We Installed a Hippocampus in AI, Modeled After the Human Brain

zhide liu — Tue, 23 Jun 2026 09:16:34 +0000

The AntGroup AFX team is open-sourcing Hebb Mind, a memory system for AI agents. Instead of just "store and retrieve," it brings the brain's full memory loop — encode → consolidate → activate → forget — into engineering.

GitHub: https://github.com/afx-team/hebb-mind

Docs: https://afx-team.github.io/hebb-mind/quick-start.html

How do we make AI remember context today?

The most common approach is a handful of MEMORY.md, AGENTS.md, and CLAUDE.md files paired with grep (keyword search over text). Whatever you need to remember gets appended line by line; when you need it, you search. The appeal is that it's dead simple — zero install, zero dependencies, zero cost — and you can start right now.

But the limits show up fast: there's no structure. The longer you use it, the more your memories pile up flat inside one ever-growing file. Phrase your query differently and you miss the hit; scale it up and "memory" degrades into "a tangled mess."

A step up is the more systematic option: a vector store plus semantic retrieval (i.e., RAG). After each turn you make a model call to extract the key points, write them into a store indexed "by semantic similarity," and next time you ask, you recall "the few entries closest in meaning." This solves grep's rephrasing problem and gives you genuine semantic search.

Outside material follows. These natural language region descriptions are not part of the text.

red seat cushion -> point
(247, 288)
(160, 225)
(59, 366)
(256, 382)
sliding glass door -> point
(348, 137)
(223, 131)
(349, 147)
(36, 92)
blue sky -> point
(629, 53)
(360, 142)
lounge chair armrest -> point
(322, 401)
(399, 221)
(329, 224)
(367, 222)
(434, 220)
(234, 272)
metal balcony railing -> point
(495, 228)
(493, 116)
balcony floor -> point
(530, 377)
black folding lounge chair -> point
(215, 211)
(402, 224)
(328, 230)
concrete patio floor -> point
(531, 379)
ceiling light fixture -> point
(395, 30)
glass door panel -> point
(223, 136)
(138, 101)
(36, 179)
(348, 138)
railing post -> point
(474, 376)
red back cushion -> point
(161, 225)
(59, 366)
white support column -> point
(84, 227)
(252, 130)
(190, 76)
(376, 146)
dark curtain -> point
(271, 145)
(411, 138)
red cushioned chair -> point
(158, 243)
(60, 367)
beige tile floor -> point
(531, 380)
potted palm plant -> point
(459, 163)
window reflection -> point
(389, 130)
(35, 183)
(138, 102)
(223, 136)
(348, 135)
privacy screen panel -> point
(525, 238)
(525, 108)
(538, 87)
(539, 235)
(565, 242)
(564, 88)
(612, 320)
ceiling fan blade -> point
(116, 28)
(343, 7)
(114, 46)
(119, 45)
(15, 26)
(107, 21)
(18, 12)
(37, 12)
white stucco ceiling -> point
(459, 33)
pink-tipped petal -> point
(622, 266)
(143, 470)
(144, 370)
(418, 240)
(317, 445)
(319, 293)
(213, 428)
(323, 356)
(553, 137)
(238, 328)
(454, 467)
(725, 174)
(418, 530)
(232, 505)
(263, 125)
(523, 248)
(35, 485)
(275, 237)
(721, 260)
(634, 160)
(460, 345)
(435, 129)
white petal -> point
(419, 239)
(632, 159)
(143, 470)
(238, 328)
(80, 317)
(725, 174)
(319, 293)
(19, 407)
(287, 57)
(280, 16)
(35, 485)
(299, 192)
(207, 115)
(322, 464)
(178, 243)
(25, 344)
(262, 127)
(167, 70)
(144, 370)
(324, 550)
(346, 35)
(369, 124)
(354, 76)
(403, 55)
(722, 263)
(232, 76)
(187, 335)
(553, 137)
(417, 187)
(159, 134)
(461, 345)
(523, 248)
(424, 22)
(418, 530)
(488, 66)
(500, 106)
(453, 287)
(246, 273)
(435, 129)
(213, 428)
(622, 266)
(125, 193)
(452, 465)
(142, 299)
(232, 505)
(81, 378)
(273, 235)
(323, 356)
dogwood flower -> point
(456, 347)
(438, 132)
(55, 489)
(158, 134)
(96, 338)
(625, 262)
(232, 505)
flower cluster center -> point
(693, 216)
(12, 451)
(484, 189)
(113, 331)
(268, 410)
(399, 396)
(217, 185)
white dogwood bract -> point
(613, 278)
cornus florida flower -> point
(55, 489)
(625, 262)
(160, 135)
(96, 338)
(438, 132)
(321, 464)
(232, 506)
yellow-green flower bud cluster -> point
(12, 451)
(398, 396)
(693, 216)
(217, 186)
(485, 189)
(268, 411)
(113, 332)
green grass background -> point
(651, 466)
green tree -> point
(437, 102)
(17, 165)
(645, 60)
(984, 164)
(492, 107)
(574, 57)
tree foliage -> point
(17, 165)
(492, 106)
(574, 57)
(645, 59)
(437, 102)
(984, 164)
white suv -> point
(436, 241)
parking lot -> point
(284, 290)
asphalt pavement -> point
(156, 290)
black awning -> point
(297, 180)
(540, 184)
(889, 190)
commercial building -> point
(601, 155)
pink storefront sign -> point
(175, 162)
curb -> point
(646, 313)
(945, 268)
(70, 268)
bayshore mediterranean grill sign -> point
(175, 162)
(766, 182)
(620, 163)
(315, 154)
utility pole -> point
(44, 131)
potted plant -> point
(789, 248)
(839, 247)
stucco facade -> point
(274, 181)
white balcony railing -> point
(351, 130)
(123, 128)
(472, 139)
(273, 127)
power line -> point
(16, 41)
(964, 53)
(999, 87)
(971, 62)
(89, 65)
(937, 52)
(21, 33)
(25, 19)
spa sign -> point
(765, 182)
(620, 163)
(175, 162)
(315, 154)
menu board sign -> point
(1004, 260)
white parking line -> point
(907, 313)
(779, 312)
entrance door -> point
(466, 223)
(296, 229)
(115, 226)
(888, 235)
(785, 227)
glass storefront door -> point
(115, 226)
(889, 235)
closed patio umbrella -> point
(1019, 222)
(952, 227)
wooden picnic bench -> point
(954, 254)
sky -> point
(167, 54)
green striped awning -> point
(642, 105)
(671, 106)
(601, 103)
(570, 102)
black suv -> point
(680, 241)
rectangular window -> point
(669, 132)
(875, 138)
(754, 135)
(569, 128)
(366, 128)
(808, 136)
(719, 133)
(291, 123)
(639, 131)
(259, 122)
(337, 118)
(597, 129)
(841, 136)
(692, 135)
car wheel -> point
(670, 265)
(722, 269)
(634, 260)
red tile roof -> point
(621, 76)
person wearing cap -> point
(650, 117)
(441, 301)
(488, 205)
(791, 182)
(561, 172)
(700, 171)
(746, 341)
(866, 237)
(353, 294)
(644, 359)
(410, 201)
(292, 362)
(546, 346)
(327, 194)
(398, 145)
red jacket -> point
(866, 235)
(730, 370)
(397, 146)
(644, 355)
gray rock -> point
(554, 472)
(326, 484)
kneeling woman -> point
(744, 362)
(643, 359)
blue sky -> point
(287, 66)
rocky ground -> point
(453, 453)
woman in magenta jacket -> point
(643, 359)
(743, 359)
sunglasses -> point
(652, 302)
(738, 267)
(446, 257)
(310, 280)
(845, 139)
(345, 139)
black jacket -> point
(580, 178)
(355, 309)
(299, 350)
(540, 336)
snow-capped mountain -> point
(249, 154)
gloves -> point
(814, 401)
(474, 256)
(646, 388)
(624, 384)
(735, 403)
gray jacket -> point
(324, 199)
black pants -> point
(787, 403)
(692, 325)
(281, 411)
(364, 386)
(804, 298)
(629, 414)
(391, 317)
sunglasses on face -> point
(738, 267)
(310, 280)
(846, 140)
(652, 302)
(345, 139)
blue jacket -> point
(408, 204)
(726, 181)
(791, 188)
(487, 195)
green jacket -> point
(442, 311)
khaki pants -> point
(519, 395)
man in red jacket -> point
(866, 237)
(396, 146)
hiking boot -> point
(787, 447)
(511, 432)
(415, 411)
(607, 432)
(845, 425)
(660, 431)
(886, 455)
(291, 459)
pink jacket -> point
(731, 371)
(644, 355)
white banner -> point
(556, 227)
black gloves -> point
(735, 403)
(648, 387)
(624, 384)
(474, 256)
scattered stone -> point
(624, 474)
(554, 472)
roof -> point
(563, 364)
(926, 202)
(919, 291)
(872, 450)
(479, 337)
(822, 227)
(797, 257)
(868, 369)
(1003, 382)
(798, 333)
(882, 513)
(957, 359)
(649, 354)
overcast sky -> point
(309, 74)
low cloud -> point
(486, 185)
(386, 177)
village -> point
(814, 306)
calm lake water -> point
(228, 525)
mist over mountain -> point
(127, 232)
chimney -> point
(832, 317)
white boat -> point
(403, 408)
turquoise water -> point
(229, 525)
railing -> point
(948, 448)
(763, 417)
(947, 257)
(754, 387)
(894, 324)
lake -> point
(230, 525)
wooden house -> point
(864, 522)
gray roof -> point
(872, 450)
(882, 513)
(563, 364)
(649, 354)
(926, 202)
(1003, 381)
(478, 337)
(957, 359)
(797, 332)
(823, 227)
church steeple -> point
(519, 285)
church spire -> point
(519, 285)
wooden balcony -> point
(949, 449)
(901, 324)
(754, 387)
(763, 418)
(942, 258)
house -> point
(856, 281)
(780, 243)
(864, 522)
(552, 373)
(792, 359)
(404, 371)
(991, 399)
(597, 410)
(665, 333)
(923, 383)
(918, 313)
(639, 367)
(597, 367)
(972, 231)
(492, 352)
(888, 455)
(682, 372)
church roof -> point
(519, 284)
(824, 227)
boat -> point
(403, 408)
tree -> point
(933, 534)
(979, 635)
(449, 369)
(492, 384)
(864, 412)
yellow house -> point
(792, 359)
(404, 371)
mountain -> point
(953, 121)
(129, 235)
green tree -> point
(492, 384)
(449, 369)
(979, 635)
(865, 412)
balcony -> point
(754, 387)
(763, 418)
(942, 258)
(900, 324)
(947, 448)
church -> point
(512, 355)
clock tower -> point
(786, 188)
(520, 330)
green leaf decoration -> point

But hold these up against a real brain and you'll notice a few missing dimensions:

Neither one organizes and settles scattered experiences into structured knowledge during idle time (a .md is a puddle of text, a vector store is a heap of vectors — nothing gets filed away);
Neither one forgets on purpose — an offhand remark from three years ago carries the same weight as a preference you stressed yesterday;
Recall is just "pull up the closest few entries." It can't give you the brain's feeling of one cue lighting up a whole region.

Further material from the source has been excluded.